Муки и радости - Стоун Ирвинг. Страница 34

— Ну зачем я позволил вам столько работать? — упрекал он себя.

На худых щеках Бертольдо появился слабый румянец.

— Мало уметь обращаться с мрамором; надо, чтобы в твою кровь и плоть вошло и железо.

Утром Микеланджело поднялся затемно и, стараясь не разбудить Бертольдо, потихоньку вышел на улицу: ему хотелось прийти в Сады на рассвете. Он знал, что только первые утренние лучи солнца заставляют мрамор рассказать о себе всю правду. Пронизывая мрамор, они делают его почти прозрачным: безжалостно раскрываются и проступают все его жилы, все полости, все пороки. Чего не выявит в камне испытующее раннее солнце, того не разгадать уже ни днем, ни вечером.

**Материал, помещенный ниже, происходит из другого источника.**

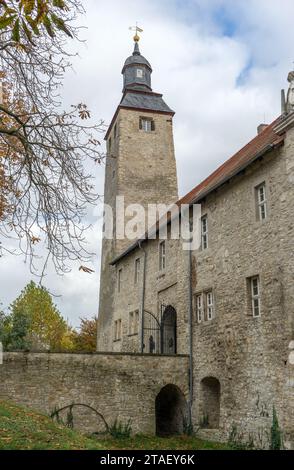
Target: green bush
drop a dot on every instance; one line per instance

Он переходил от глыбы к глыбе, постукивал по ним молотком. Хорошие, без пороков, блоки звенели, как колокол, блоки с изъяном издавали глухой звук. У одного камня, давно валявшегося под открытым небом, поверхность была шероховатая, грубая. С помощью резца и молотка Микеланджело стесал эту тусклую пелену, под которой сиял чистотой молочно-белый мрамор. Желая проследить, куда ведет в нем одна жила, Микеланджело покрепче зажал в руке молоток и ловко отколол углы камня.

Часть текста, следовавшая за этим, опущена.